Shares of Aptus Value Housing Finance Ltd witnessed a notable surge of over 3% on November 10, following a major block deal involving approximately 7.4 million shares. This spike occurred amidst the broader Indian market’s downturn, with the Sensex dropping by 0.3%.
The company’s recent financial performance has been a key driver behind investor confidence.
Strategic initiatives such as controlled attrition, branch expansion, and a focus on Small Business Loans (SBL) have been pivotal in driving business growth. The company also witnessed a year-on-year AUM increase of 28%, underlining its robust market position.
Aptus Value Housing’s decision to raise rates by 50 basis points on September 1 led to an improved portfolio yield, although operating expenses saw an uptick due to branch expansions and strengthening of middle management.
Yes Securities, in its latest note, maintained a positive outlook for Aptus, projecting a 27.5% AUM Compound Annual Growth Rate (CAGR) and a 24% earnings CAGR over FY23-26. Analysts anticipate the company’s Return on Equity (RoE) to reach 21% by FY26, driven by structural leverage increases and consistent dividend payouts.
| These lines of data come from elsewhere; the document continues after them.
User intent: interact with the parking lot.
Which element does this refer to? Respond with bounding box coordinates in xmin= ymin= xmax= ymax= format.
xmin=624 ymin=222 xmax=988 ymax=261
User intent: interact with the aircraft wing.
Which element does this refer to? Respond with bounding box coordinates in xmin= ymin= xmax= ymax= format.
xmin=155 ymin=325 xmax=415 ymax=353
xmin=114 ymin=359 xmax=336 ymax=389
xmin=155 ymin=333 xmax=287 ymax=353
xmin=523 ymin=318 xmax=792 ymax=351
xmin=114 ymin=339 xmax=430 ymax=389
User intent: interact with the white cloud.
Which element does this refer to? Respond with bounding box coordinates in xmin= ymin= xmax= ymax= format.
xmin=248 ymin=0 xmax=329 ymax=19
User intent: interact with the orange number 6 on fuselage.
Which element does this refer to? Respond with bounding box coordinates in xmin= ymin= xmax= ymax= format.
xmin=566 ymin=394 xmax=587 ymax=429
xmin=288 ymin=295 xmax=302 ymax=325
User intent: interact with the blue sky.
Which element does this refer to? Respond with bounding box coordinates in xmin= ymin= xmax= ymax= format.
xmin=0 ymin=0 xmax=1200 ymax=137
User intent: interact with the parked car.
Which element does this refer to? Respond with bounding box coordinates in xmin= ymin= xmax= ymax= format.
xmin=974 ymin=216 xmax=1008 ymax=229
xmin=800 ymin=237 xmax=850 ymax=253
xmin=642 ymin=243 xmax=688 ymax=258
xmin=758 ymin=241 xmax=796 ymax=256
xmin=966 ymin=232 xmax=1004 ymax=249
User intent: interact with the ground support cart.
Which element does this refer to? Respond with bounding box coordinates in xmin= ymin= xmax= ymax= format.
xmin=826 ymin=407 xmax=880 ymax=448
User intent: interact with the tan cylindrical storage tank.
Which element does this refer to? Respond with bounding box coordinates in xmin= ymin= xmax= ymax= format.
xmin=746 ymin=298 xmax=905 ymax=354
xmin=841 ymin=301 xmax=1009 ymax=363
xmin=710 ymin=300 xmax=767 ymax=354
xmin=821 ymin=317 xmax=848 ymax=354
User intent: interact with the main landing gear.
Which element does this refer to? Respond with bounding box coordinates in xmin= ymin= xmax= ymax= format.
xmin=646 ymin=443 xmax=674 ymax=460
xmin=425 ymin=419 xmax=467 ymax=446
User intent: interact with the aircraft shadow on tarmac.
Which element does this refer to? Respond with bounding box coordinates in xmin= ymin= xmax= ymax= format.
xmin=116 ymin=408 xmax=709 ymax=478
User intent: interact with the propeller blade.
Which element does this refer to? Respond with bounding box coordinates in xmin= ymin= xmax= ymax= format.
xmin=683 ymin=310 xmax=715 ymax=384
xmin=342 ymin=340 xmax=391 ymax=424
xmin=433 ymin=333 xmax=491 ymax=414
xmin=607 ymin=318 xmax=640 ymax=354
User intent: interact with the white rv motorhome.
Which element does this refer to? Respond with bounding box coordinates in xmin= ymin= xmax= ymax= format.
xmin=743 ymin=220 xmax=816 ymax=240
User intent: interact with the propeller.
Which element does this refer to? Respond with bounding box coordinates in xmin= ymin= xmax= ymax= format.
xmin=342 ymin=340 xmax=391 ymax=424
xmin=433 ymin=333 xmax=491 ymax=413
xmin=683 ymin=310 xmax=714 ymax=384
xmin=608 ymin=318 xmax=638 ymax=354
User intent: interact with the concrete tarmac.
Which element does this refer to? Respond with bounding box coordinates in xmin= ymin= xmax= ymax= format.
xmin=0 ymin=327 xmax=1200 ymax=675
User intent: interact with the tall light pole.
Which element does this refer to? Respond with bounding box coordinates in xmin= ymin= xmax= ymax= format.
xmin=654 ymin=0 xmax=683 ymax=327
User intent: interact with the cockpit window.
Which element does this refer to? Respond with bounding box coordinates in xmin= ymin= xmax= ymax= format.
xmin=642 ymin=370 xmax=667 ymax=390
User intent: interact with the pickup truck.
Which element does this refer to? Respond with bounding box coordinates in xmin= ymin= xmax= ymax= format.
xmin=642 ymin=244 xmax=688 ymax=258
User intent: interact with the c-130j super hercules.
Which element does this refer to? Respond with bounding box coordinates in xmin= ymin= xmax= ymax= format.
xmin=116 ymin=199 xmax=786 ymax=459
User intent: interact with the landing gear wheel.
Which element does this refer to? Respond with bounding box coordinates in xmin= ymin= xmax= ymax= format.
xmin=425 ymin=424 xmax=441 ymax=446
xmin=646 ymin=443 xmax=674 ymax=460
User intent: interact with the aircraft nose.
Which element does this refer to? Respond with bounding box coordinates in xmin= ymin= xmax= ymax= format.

Market analysts are optimistic about Aptus’s growth prospects, citing its strong presence in deeper markets and focus on a customer segment with smaller ticket sizes compared to peers. The company’s diverse product mix is also seen as a key growth driver. Currently valued at 3x Price to Adjusted Book Value (PABV) and 15x Price to Earnings (PE) on FY26 estimates, Aptus is considered a top investment choice in the affordable housing sector by analysts.
This surge in Aptus Value Housing Finance’s share price, following the block deal and its strong quarterly performance, reflects growing investor confidence in the company’s business model and future prospects.
Aptus Value Housing Finance at the time of writing is trading at Rs. 303 with a marketcap of Rs. 15000 crore with a PE ratio of 27.47.